Oggi lui si ritrova con garage e stanze piene di “reperti”, alcuni ancora da esaminare e catalogare: «A volte penso di essere sommerso, però credo sia la cosa giusta da fare: con Archeoplastica voglio tirare fuori qualcosa di buono da qualcosa di brutto».
📰 I link
Gli incendi devastati in Sardegna lo scorso weekend e in Sicilia in questi giorni mostrano un fenomeno estivo sempre più frequente. Dolo, cattiva gestione delle aree verdi, siccità prolungata formano una combinazione letale. Quello che però i media non restiuiscono è la frequenza e la diffusione degli incendi in tutte le regioni più calde del nostro Paese. Brucia anche la Puglia, brucia anche la Calbria, anche se le notizie non arrivano. Nicola Pinna, amico e giornalista dell’Unione Sarda che ha raccontato con chiarezza e dolore l’inferno dell’Oristanese, mi ha inviato la mappa della Nasa che mostra i fuochi registrati dai satelliti dell’Agenzia spaziale americana nelle ultime 24 ore. Da una settimana lo apro ogni giorno, zoomando sull’Italia. Fa spavento.
Da imparare a memoria: “Spazio”, l’editoriale di Giovanni De Mauro sull’ultimo numero di Internazionale. (Se la prende con Bezos e Branson)
Il rinascimento della plastica aggrava la crisi climatica. Anzi sono due facce della stessa medaglia, visto che per produrla si passa dalla raffinazione di gas e petrolio, scrive Stella Levantesi su Internazionale.

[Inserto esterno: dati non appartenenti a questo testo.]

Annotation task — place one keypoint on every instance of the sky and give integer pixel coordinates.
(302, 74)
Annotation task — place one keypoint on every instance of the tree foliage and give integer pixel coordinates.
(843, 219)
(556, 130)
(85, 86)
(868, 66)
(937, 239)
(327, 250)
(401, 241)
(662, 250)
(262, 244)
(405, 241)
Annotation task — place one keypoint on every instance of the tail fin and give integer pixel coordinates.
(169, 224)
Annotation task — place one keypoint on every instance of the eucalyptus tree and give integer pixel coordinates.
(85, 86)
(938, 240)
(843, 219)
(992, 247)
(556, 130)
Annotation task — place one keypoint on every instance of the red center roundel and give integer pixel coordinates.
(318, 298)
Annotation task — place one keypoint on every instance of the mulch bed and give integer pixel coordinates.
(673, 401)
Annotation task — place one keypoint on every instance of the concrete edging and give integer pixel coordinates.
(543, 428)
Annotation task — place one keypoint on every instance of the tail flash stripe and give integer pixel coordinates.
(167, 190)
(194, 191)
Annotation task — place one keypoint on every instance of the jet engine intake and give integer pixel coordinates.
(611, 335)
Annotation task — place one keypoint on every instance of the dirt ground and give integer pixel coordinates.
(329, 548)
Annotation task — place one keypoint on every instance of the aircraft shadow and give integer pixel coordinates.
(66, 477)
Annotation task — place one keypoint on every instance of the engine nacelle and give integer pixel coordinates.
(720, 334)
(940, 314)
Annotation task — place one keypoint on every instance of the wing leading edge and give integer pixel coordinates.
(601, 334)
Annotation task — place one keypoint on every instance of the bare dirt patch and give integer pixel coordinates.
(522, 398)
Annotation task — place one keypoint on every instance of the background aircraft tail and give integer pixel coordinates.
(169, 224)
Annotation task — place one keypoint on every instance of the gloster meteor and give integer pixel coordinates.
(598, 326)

Ripensare la vita in città per affrontare le future ondate di calore: tema importantissimo, raccontato da Riccardo Liguori su Linkiesta.

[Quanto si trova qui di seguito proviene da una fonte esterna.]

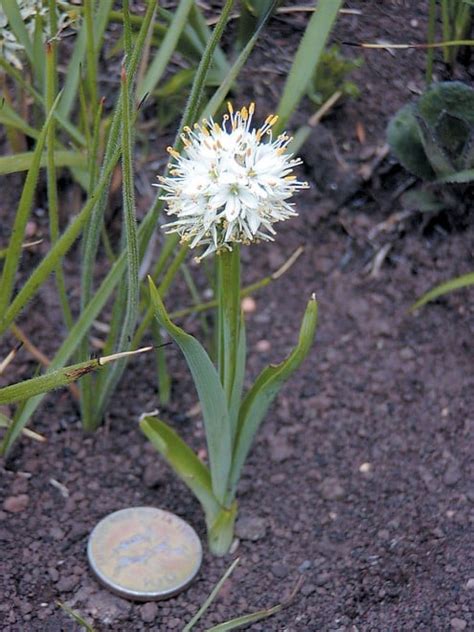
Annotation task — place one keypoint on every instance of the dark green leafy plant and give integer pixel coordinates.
(331, 74)
(434, 139)
(434, 136)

Covid, clima, distribuzione: cresce la “povertà alimentare” e i prezzi del cibo crescono del 20-30% rispetto a un anno fa. Peppe Aquaro sul Corriere.
A Oxford hanno inventato un’app per imparare a mangiare meno carne. Storia e link su Greenme.it.
Le cinque nazioni migliori dove vivere se la crisi climatica si fa troppo severa? Nuova Zelanda, Islanda, Irlanda, Australia e Regno Unito, spiega uno studio inglese.
👇 La cosa più bella
La cosa più bella che vedrai questo weekend? Un puma fotografato su un iceberg della Patagonia, in Argentina. Nessun pericolo per l’esemplare, che sa nuotare e può tornare sulla terra ferma in qualsiasi momento.